The contest between offering free e-Books through libraries and publishers’ fear of losing sales has been brought to rest by another surprising revelation. Active library users also tend to be the most active book buyers, print or e-Book. So, free e-Books in libraries do not actually drive down sale figures.”

from http://www.webjunction.org/news/webjunction/pew-research-center-7-surprising-facts-about-libraries.html

Just this weekend I purchased some e-books in a series which I like. I got epub format so they would go on my phone in the Bluefire app, and give me something to read during odd moments, usually while waiting for something. At the same time, I am reading print format books from the public library, part of the time while digitizing my phonograph records for music in my vehicle (since operating a phonograph-based stereo system in a moving vehicle is, if anything, even more unsafe than texting). All of that is consistent with the Pew results above (excepting the digitizing stuff).

And there is the argument that some have been making for a while now that e-books will take over and print will/has become obsolete. Thomas A. Edison did not predict that, but he predicted that the phonograph record would replace books (you know, those little wax cylinders — oh, wait, that changed to flat discs), and then motion pictures, and poor old Tom still didn’t have it right when we moved to DVDs of movies, and then streaming videos.

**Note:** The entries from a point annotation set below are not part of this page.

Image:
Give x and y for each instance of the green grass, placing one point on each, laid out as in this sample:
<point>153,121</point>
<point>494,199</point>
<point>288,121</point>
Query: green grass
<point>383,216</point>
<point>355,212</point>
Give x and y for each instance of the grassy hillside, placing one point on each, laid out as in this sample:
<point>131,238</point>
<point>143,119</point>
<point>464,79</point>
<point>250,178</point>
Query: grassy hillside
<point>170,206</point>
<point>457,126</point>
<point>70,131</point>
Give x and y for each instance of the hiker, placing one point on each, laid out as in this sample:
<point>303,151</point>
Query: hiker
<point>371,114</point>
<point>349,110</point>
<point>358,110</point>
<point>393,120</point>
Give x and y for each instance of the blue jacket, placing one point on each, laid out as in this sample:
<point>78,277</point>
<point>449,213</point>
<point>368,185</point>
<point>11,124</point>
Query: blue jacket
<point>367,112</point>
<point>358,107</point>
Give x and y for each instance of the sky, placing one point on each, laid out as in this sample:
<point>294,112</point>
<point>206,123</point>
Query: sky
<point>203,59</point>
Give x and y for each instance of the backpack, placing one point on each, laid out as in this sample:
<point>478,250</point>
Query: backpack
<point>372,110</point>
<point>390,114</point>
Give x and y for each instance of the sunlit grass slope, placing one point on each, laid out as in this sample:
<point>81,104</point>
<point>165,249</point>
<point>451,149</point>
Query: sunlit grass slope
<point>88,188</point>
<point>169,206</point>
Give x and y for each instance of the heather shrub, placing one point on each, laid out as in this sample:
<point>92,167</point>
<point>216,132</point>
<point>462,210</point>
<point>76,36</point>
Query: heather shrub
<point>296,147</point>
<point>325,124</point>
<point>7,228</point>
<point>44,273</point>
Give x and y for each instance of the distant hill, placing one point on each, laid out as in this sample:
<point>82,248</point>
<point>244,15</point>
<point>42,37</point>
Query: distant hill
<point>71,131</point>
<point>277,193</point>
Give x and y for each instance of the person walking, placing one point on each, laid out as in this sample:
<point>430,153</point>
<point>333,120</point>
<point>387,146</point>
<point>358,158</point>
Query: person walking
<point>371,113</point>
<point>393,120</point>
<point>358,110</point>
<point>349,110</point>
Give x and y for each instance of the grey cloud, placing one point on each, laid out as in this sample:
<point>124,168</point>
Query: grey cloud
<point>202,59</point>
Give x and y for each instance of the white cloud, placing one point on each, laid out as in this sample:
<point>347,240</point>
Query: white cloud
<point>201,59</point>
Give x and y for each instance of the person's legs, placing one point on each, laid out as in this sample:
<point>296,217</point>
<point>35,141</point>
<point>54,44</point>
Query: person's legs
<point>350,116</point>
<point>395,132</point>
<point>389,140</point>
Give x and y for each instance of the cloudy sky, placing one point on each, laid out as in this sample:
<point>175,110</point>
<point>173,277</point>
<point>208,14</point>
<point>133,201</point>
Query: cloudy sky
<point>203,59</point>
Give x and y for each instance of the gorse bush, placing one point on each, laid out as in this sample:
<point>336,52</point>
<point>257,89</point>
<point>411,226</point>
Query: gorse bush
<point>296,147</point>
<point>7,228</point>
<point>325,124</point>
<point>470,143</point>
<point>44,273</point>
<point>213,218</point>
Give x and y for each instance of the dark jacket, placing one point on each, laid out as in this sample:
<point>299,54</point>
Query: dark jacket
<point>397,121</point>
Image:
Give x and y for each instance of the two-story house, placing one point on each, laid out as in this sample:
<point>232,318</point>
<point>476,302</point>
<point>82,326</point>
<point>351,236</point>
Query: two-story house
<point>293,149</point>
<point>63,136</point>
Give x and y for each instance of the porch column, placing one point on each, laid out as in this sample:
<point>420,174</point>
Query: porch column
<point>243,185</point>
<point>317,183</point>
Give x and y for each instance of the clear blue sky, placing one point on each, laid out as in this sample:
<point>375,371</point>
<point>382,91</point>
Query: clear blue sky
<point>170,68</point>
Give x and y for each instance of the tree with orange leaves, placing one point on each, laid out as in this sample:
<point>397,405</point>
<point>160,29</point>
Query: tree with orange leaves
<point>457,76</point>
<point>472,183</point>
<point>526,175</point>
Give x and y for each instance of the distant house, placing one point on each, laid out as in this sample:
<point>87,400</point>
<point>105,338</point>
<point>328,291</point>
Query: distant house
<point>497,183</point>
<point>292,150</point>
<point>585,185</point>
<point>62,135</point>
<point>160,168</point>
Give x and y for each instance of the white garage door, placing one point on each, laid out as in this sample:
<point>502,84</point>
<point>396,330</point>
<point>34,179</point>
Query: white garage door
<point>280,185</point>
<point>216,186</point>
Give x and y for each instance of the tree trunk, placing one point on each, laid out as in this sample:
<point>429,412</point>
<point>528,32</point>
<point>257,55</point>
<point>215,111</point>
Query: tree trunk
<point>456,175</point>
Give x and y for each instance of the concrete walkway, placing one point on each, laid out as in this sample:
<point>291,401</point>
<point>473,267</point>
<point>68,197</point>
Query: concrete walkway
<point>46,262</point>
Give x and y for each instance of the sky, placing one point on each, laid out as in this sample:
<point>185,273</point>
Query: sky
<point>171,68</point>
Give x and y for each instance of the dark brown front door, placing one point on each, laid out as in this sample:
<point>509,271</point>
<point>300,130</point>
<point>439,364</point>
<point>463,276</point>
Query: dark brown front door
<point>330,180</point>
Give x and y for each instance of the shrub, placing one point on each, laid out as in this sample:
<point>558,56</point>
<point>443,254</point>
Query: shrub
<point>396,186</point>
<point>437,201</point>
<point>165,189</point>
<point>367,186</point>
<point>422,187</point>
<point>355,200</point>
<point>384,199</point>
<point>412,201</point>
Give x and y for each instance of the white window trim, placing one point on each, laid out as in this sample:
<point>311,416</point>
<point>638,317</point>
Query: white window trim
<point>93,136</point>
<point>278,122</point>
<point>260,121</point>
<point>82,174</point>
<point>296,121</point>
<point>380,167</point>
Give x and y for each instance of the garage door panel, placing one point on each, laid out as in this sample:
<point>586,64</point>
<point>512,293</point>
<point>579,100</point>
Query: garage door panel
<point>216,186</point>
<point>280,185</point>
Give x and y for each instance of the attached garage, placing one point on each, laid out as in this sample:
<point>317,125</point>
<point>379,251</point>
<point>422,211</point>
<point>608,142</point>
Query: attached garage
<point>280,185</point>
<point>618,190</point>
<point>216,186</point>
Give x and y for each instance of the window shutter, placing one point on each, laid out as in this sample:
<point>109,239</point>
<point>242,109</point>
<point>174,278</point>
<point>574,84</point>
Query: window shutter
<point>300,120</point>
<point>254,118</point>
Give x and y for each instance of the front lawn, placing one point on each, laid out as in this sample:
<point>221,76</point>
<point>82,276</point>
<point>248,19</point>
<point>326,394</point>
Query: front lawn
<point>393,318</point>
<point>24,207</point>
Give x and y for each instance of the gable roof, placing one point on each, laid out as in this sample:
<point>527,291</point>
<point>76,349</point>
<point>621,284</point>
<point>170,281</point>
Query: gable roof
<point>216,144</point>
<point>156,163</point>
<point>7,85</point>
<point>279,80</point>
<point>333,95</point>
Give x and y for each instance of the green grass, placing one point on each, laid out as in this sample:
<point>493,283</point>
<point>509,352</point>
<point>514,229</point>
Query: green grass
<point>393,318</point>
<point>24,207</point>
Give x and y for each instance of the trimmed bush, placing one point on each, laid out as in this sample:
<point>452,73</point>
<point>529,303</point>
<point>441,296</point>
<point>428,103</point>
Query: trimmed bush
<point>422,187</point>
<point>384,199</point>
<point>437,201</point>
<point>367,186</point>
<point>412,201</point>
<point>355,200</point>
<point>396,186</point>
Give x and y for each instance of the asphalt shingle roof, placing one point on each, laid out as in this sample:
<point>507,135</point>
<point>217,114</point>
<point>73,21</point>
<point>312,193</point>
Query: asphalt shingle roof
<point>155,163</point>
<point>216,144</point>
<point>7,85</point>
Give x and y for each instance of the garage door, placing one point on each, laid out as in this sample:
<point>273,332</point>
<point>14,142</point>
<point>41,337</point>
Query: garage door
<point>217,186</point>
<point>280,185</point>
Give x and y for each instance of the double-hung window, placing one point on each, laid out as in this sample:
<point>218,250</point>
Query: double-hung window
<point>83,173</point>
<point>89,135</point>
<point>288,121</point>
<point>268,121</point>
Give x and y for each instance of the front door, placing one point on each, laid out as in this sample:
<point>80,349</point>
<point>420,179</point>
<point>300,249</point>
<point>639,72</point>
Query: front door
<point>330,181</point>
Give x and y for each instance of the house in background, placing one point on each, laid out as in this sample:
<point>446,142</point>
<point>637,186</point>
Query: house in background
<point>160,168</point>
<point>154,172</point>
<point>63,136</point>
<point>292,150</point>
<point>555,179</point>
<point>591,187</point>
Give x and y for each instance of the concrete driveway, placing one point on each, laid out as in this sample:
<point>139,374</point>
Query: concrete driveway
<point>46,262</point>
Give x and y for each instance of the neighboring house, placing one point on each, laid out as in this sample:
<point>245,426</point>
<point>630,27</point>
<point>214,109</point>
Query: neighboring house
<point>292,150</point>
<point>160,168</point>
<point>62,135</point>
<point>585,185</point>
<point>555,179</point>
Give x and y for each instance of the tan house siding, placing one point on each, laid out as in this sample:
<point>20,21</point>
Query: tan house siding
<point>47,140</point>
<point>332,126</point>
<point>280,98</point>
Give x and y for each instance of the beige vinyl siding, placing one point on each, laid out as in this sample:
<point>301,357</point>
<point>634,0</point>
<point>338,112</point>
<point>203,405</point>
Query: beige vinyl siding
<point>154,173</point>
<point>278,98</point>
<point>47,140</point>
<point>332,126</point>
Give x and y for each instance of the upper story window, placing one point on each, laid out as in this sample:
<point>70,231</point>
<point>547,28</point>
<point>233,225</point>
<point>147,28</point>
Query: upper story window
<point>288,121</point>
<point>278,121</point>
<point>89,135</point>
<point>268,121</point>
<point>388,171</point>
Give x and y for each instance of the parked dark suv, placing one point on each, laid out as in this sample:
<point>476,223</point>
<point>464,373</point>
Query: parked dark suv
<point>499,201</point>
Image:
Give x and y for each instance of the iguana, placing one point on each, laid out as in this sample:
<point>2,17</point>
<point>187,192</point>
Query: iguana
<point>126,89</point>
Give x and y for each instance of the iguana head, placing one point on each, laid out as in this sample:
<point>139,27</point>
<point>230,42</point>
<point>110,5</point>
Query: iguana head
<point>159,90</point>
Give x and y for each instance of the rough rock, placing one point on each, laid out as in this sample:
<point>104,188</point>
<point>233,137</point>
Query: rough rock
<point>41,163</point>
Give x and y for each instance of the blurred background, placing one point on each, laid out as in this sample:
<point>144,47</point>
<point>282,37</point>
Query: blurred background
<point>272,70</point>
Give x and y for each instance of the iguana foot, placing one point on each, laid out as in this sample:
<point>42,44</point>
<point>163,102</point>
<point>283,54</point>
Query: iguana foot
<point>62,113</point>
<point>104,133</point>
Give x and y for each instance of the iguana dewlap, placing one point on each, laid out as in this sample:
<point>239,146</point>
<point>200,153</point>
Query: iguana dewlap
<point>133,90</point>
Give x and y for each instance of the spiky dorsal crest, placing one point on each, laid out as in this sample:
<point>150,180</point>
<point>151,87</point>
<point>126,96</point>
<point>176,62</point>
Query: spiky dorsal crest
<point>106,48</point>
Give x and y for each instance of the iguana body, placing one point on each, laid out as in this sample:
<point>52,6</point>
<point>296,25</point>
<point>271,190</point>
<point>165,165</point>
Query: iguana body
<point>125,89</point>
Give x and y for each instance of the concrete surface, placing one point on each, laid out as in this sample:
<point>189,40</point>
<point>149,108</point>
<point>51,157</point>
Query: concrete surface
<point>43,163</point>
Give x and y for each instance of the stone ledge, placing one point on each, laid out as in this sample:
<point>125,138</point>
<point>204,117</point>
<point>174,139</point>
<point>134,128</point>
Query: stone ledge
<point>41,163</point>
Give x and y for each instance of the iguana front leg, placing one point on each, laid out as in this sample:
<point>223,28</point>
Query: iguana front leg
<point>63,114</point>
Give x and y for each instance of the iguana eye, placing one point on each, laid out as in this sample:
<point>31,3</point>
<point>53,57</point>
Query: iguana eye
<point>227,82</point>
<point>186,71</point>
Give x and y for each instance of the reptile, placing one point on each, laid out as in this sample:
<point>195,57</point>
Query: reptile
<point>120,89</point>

The fact is, we have multiple formats because we have multiple uses, and multiple contents, and changing technologies, and personal preferences. Even the inventors cannot predict how long a new format will last. That’s why I’m digitizing my old phonograph records.

While the big publishers are reporting that e-book sales have been falling in 2015, or at least flattening (which is disputed elsewhere as only referring to those publishers sales), it seems that multiple formats will remain in the future. Which formats are available may shift, but versatility continues to be the preference of enough users/buyers that require that flexibility. Print, however, continues to endure and even thrive.

I already have several series that I have read various volumes in print and in e-book format. It’s a little harder to keep track of, but it allows me to use the format that is convenient/cost-effective at the moment.